From its founding of America’s first public school, Massachusetts has been in the vanguard of public education, ensuring that children receive the education they need to thrive in their personal and professional lives. At key points in our history, we challenged ourselves to improve our schools so every child receives a high quality education. We have that opportunity again this year.
The state should build on the successes of its 2010 Achievement Gap Act, a law we authored and shepherded through the Legislature as cochairs of the Joint Committee on Education. The 2010 law took a dual track, strengthening the educational opportunities for students attending school in their local districts and offering more charter school options to families living in the lowest-performing school districts.
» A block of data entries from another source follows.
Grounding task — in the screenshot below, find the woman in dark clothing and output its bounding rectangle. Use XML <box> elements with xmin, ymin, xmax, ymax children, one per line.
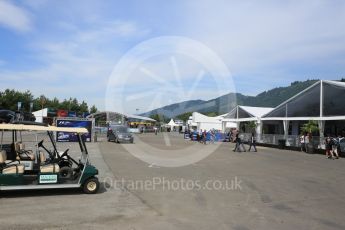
<box><xmin>233</xmin><ymin>132</ymin><xmax>246</xmax><ymax>152</ymax></box>
<box><xmin>325</xmin><ymin>136</ymin><xmax>334</xmax><ymax>159</ymax></box>
<box><xmin>248</xmin><ymin>133</ymin><xmax>257</xmax><ymax>152</ymax></box>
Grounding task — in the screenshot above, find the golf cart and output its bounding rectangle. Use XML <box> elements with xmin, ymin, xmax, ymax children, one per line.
<box><xmin>0</xmin><ymin>123</ymin><xmax>100</xmax><ymax>194</ymax></box>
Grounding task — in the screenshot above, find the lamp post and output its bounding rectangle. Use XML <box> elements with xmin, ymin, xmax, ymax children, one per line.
<box><xmin>40</xmin><ymin>96</ymin><xmax>46</xmax><ymax>123</ymax></box>
<box><xmin>69</xmin><ymin>98</ymin><xmax>72</xmax><ymax>112</ymax></box>
<box><xmin>29</xmin><ymin>102</ymin><xmax>33</xmax><ymax>113</ymax></box>
<box><xmin>17</xmin><ymin>101</ymin><xmax>22</xmax><ymax>111</ymax></box>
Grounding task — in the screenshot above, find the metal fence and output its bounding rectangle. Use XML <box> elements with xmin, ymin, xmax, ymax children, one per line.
<box><xmin>240</xmin><ymin>133</ymin><xmax>327</xmax><ymax>149</ymax></box>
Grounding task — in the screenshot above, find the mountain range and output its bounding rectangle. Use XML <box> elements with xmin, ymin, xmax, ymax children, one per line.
<box><xmin>140</xmin><ymin>79</ymin><xmax>336</xmax><ymax>119</ymax></box>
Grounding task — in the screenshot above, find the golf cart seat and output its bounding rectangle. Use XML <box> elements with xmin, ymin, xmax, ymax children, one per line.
<box><xmin>39</xmin><ymin>151</ymin><xmax>48</xmax><ymax>163</ymax></box>
<box><xmin>2</xmin><ymin>164</ymin><xmax>25</xmax><ymax>174</ymax></box>
<box><xmin>15</xmin><ymin>142</ymin><xmax>35</xmax><ymax>161</ymax></box>
<box><xmin>0</xmin><ymin>150</ymin><xmax>24</xmax><ymax>174</ymax></box>
<box><xmin>40</xmin><ymin>164</ymin><xmax>60</xmax><ymax>173</ymax></box>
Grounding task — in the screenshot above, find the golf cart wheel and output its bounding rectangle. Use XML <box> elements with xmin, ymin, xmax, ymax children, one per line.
<box><xmin>60</xmin><ymin>166</ymin><xmax>73</xmax><ymax>178</ymax></box>
<box><xmin>83</xmin><ymin>177</ymin><xmax>99</xmax><ymax>194</ymax></box>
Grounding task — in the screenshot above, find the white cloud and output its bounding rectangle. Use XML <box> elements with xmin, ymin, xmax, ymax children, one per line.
<box><xmin>0</xmin><ymin>18</ymin><xmax>152</xmax><ymax>111</ymax></box>
<box><xmin>73</xmin><ymin>20</ymin><xmax>150</xmax><ymax>43</ymax></box>
<box><xmin>2</xmin><ymin>1</ymin><xmax>344</xmax><ymax>113</ymax></box>
<box><xmin>0</xmin><ymin>1</ymin><xmax>32</xmax><ymax>32</ymax></box>
<box><xmin>22</xmin><ymin>0</ymin><xmax>49</xmax><ymax>10</ymax></box>
<box><xmin>180</xmin><ymin>1</ymin><xmax>345</xmax><ymax>73</ymax></box>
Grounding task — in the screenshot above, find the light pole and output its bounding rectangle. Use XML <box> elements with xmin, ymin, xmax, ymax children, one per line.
<box><xmin>17</xmin><ymin>102</ymin><xmax>22</xmax><ymax>111</ymax></box>
<box><xmin>40</xmin><ymin>96</ymin><xmax>46</xmax><ymax>123</ymax></box>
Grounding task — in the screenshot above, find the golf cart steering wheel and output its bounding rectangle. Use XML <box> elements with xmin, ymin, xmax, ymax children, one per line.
<box><xmin>37</xmin><ymin>139</ymin><xmax>55</xmax><ymax>159</ymax></box>
<box><xmin>60</xmin><ymin>148</ymin><xmax>70</xmax><ymax>158</ymax></box>
<box><xmin>37</xmin><ymin>140</ymin><xmax>44</xmax><ymax>147</ymax></box>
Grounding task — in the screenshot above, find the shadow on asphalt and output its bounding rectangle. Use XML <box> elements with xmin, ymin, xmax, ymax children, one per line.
<box><xmin>0</xmin><ymin>182</ymin><xmax>110</xmax><ymax>198</ymax></box>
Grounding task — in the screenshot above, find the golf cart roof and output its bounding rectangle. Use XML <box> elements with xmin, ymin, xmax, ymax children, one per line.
<box><xmin>0</xmin><ymin>123</ymin><xmax>88</xmax><ymax>133</ymax></box>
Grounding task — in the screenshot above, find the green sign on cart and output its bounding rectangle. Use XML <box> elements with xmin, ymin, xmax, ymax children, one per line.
<box><xmin>39</xmin><ymin>175</ymin><xmax>58</xmax><ymax>184</ymax></box>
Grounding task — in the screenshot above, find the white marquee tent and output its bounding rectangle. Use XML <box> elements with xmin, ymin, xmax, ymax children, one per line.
<box><xmin>191</xmin><ymin>112</ymin><xmax>225</xmax><ymax>131</ymax></box>
<box><xmin>222</xmin><ymin>105</ymin><xmax>273</xmax><ymax>134</ymax></box>
<box><xmin>261</xmin><ymin>80</ymin><xmax>345</xmax><ymax>143</ymax></box>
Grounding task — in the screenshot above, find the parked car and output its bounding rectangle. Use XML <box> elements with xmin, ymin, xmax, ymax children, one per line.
<box><xmin>0</xmin><ymin>110</ymin><xmax>35</xmax><ymax>123</ymax></box>
<box><xmin>107</xmin><ymin>125</ymin><xmax>134</xmax><ymax>143</ymax></box>
<box><xmin>0</xmin><ymin>110</ymin><xmax>15</xmax><ymax>123</ymax></box>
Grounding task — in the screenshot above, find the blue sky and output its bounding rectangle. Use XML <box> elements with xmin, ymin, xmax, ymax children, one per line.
<box><xmin>1</xmin><ymin>0</ymin><xmax>345</xmax><ymax>114</ymax></box>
The Achievement Gap Act passed with bipartisan support in the legislature and built on the success of our public schools since the 1993 education reform law. Despite overall gains from 1993 to 2010, stubborn achievement gaps persisted. Students from middle class and wealthy families outperformed students from low-income families, and white and Asian students outperformed black and Hispanic students. Significantly, charter schools often achieved better results with these underperforming students than their traditional district school counterparts. The 2010 law was intended to help close those gaps.
In just a few years, the Achievement Gap Act’s impact has exceeded our expectations. Our legislative colleagues who voted in favor of the bill should be proud of what they set in motion. The state Department of Elementary and Secondary Education has used its new powers to require changes in the state’s worst-performing schools, to place the Lawrence public schools in receivership and implement a district turnaround plan that has improved student outcomes and staff morale, and to require a similar strategy in Holyoke. The law has fostered the creation of new in-district charter schools and assisted school districts as they established more than 50 Innovation Schools.
More controversially, the Achievement Gap Act allowed the creation of additional charter schools. The demand has been so strong that thousands of students who wish to attend charter schools languish on waiting lists because a state-mandated cap on the number of students permitted to attend them in Boston and several other communities prevents their enrollment.
The 2010 law was the product of a hard-fought compromise. Last year, the state House of Representatives approved a compromise bill seeking to build on the success of the Achievement Gap Act, but the bill failed to garner sufficient support in the Senate. The Joint Committee on Education is again considering proposals to update the 2010 law, with a hearing on October 13.
We have an opportunity now, as we did in 2010, to empower even more school leaders to accelerate the pace of improvement and to address the growing demand for charter schools in the small number of communities where state law is preventing families from accessing the education they desire for their children.
Let’s build on what works. In both 1993 and 2010, Massachusetts’ elected leaders, in bipartisan fashion, forged compromises that led to meaningful improvement in our schools, both traditional district and charter. We have a successful formula for how to move forward and challenge ourselves to continue Massachusetts’ leadership in public educational excellence.
Robert O’Leary was a state senator for the Cape and Islands from 2001 to 2010. Martha Walz was a state representative for Boston and Cambridge from 2005 to 2013.